Most of the flies used on the Ferry are nymphs, streamers, and buggers, but dry flies catch fish too. Try attractors-which can also serve as a strike indicator-like Royal Wulffs, Irresistibles, Humpies, and Unbelievables. To use a dry fly as a strike indicator, tie a second fly to the dry fly and drift them together. If the fish doesn't take the dry, he may go for the dropper pattern.
If you fish the walk-in area, try to hit it during the week in order to avoid the weekend crowds. The water temperature stays at about 45 degrees, so chest waders are a must.

Getting a boat won't guarantee you'll catch fish, and getting a guide won't either, but your chances begin to improve dramatically if you do.

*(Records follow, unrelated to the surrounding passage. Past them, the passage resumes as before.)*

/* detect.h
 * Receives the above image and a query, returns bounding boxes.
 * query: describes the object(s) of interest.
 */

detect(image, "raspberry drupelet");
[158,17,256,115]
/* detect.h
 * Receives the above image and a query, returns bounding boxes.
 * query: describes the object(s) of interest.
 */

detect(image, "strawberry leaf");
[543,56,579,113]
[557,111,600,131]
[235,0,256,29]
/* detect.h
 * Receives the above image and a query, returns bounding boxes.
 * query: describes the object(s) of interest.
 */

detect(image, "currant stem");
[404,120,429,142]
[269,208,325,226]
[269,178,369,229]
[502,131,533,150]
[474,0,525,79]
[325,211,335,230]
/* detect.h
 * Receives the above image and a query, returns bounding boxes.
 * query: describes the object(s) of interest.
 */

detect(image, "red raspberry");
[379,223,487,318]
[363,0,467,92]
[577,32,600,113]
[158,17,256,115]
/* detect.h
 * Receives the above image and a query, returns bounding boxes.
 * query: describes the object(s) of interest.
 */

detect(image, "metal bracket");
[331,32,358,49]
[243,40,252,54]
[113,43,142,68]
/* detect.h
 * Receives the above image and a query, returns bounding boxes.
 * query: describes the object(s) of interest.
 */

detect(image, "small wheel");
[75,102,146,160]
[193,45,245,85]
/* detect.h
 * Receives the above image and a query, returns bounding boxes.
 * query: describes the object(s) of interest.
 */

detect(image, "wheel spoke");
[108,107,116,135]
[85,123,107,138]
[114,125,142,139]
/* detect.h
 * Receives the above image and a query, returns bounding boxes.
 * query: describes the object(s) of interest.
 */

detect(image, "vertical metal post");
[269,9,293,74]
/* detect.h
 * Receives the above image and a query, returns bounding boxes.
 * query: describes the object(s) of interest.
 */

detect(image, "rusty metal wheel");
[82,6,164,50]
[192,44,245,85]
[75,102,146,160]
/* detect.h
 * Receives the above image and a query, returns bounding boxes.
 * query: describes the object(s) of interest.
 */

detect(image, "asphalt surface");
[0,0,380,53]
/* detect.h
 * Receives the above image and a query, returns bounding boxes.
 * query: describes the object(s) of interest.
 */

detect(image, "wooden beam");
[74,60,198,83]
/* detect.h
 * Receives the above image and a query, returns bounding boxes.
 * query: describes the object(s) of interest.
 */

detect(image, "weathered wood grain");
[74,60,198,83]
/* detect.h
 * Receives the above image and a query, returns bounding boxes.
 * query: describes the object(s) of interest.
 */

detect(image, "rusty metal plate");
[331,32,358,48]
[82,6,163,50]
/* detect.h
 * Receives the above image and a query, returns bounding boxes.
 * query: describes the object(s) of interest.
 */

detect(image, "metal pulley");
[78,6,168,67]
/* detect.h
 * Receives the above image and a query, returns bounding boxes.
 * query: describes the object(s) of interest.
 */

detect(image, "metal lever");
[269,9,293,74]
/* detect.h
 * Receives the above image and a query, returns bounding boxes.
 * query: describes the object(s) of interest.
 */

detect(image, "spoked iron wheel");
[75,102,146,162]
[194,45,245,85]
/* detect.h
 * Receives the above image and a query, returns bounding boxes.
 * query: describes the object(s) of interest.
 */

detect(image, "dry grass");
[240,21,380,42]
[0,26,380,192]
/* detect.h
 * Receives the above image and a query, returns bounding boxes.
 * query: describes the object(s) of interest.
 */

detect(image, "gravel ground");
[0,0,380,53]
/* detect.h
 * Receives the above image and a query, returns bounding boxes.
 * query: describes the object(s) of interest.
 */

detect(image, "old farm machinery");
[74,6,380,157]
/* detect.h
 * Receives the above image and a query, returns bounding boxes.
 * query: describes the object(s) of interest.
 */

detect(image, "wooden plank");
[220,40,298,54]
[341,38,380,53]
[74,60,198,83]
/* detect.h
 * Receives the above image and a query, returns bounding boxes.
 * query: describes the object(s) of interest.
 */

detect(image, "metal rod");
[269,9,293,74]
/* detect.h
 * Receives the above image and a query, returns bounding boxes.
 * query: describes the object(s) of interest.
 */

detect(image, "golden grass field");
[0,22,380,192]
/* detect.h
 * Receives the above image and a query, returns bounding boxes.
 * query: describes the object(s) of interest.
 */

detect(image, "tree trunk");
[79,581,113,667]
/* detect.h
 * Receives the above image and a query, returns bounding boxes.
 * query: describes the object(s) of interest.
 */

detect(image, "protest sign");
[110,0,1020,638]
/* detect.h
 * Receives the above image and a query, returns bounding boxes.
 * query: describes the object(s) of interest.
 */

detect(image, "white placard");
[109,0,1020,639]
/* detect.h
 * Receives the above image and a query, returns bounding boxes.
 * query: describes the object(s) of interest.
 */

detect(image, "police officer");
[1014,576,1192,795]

Guides, food and lodging are all available through Marble Canyon Lodge & Guides in Marble Canyon; telephone: (800) 533-7339; E-mail: LEESFERRY@aol.com; website: www.mcg-leesferry.com. Boat rentals are available through Lees Ferry Anglers (520) 355-2261, also in Marble Canyon.

This is a region where past and present blend into the southwest landscape; where the California condor soars after being nearly driven to extinction; where Navajos sell blankets and jewelry from roadside stands. Lately it seems that just about any time you check, the Ferry is fishing well, and although a few people wonder if the new regulations at Lees Ferry are necessary, nobody seems to get too worked up about them. They're probably too busy fishing.